This would be a backdoor into finding out what interests are funding groups like Karl Rove’s American Crossroads or the US Chamber of Commerce, both of which spend massive amounts of money trying to influence elections but are not required to say who is paying the bill. The executive order would instead force the contributors to disclose the support, if they held or planned to bid on a federal contract—which many large corporations do. Thirty-three of the 41 companies listed as top 100 campaign contributors over the past twenty years hold federal contracts.
The executive order “would radically change the ability to follow the money during the upcoming elections,” the Sunlight Foundation told USA Today.
Naturally, groups like the US Chamber of Commerce oppose the executive order using the twisted logic that it would politicize the federal contracting process. A Chamber spokesperson told Politico that the order “lays the groundwork for a political litmus test for companies that wish to do business with the federal government” and is “less about disclosure than intimidation.”
Notably the Chamber isn’t opposing the fact that federal contractors spend money influencing the political process, but rather that they would have to disclose that spending—as if that’s where the politicization would come in.

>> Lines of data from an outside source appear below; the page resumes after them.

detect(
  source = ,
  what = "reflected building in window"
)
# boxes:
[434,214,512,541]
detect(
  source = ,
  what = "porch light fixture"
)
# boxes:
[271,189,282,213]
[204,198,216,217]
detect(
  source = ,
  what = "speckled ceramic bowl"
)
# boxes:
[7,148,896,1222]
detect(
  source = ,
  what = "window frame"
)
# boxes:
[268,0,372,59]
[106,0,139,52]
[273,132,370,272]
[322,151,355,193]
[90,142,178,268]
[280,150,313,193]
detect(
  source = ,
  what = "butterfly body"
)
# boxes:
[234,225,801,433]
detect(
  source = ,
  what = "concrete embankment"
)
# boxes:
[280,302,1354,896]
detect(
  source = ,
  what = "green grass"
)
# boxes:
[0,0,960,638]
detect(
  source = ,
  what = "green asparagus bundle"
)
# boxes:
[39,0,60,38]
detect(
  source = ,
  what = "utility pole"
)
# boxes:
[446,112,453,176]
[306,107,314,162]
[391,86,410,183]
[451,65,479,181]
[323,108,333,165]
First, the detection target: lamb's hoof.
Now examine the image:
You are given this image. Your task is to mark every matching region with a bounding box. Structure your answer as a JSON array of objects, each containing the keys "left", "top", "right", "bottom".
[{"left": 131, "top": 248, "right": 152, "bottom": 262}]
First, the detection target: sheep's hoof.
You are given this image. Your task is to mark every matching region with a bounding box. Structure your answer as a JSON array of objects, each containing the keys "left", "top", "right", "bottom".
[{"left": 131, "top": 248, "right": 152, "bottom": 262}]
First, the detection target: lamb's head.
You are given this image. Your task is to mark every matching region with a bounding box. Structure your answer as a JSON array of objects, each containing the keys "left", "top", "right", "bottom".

Congressional Republicans are eagerly advancing that argument. Rep. Darrell Issa, chair of the House Committee on Oversight and Government Reform, went on Fox News last week and agreed that the order could “absolutely” be “a way to punish the enemies of the White House.” He charged “This could be a Nixonian-type enemies list in the making by executive order.”
Issa then held a hearing last week titled “Politicizing Procurement: Would President Obama’s Proposal Curb Free Speech and Hurt Small Business?” in which he further blasted the proposed executive order as something that would have “a chilling effect on political participation.” Another Republican on the committee fulminated that “I have not seen anything as outrageous and as much of an exercise of naked political power than this executive order. I think it’s shameful, I think it’s disgusting, I think it’s despicable, I think it’s outrageous.”
Feingold criticized Issa in his e-mail, but also some Democrats who have joined them. McCaskill and Sen. Joe Lieberman (I-CT) submitted a letter to Issa’s hearing opposing the executive order. Hoyer also criticized the order in comments to the Associated Press.
Ultimately, however, the executive order and similar actions by the FCC, FEC, and SEC don’t depend on the support of legislators—that’s the whole point. Legislatively Obama could do more to pass a Fair Elections Now Act and call once again for passage of the DISCLOSE Act, but in the meantime, these executive orders may end up shining a lot more sunlight onto anonymous corporate political spending.